Sunday, 1 February 2015

Electioneering on the buses

With an election on the way, Labour have been talking about how the nation's buses are run. Their plan is to allow councils to plan local routes and set timetables and fares, as well as to let community groups set up not-for-profit bus operators. The article linked to above says that the 'stranglehold' of the big bus operators will be broken, but that doesn't necessarily have to be the case. Those operators who provide a good standard of service and have a good relationship with local authorities could probably expect to win several contracts or maybe to even have certain local free markets retained.

I'm not even convinced that the position of the large operators is a bad thing. It very much depends however on which of the big boys controls bus services in an area. Compare how easy a Stagecoach city is to get around with somewhere like Bristol for example.

The free market has failed some places. If it worked everywhere, it would have been imposed on London after all. But it isn't failing everywhere.

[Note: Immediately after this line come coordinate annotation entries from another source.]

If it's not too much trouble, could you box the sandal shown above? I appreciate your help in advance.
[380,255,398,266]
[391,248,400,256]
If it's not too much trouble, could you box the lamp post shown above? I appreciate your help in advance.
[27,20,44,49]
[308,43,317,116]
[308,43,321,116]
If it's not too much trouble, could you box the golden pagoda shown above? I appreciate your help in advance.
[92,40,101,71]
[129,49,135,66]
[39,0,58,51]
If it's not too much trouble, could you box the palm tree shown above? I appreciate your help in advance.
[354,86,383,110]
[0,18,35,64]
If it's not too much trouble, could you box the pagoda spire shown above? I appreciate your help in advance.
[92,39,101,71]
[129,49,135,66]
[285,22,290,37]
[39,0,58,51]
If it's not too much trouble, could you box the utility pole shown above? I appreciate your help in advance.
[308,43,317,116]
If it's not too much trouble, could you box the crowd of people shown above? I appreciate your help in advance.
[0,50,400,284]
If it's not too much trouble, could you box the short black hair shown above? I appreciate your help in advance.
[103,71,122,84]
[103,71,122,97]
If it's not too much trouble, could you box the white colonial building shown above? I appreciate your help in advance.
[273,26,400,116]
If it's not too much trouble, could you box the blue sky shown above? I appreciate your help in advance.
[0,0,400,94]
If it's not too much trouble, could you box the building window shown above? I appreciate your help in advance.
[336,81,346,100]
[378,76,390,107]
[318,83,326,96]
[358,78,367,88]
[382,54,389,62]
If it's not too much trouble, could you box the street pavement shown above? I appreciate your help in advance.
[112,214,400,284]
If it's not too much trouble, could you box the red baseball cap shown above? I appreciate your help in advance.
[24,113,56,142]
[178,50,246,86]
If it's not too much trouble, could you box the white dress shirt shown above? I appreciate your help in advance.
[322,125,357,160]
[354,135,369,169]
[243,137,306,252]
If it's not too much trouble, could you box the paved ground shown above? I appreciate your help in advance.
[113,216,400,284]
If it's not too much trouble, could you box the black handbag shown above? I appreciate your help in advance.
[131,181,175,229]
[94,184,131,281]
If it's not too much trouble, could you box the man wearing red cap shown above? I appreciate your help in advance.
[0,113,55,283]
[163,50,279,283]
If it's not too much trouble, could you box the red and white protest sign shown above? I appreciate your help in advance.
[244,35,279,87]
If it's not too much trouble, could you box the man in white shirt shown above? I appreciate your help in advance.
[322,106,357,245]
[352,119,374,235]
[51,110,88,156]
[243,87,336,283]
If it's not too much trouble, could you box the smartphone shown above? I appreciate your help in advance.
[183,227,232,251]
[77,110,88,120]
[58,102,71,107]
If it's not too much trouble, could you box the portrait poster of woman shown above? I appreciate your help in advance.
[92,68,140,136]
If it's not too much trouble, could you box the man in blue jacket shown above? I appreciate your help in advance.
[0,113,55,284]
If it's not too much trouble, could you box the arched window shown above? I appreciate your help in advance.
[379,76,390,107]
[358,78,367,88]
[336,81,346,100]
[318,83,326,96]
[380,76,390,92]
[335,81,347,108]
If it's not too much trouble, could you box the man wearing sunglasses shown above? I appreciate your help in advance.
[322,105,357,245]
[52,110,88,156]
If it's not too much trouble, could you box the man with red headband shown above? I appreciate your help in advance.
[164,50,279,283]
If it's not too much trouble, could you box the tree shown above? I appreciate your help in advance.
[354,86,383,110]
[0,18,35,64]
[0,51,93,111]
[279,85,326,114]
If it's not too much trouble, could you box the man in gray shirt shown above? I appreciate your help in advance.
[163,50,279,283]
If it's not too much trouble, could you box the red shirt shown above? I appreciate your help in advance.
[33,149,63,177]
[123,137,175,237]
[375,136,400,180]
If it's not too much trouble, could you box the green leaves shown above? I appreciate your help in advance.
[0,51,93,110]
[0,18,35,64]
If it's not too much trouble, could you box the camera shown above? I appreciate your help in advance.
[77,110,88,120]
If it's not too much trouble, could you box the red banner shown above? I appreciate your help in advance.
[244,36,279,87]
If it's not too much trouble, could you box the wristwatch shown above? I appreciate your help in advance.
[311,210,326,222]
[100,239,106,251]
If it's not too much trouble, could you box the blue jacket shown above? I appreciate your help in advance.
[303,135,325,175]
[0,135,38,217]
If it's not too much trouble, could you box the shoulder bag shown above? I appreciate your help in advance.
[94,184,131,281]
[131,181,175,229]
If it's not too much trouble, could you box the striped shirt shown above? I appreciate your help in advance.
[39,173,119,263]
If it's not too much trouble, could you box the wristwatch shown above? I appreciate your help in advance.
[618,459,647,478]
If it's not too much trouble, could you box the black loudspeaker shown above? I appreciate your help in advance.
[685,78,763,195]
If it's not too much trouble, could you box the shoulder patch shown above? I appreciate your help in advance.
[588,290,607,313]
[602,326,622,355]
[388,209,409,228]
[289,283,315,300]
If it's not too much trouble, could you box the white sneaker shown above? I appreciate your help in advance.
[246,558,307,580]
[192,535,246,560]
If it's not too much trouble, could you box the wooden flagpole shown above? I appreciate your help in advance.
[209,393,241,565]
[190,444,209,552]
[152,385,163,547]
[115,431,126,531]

What is needed is better provision for those places left cut off from the commercial network and better integration between operators and other transport modes, at least from the passenger's point of view. Whether that comes from a form of what we have now or bundling routes under council control, that are then franchised out as a network (probably to one of the existing big groups) is for others to decide. But if the network continues to fragment and be useful to fewer and fewer people, you will have more commercially viable routes becoming unviable until eventually there is no profit to be made from bus operation. The Conservative stance of ever deeper cuts would hasten that decline.

I write this as someone who has used buses all of my life but has bought a car after moving to North Somerset due to the absolutely shambolic service being provided by First Bristol. More on that in future posts.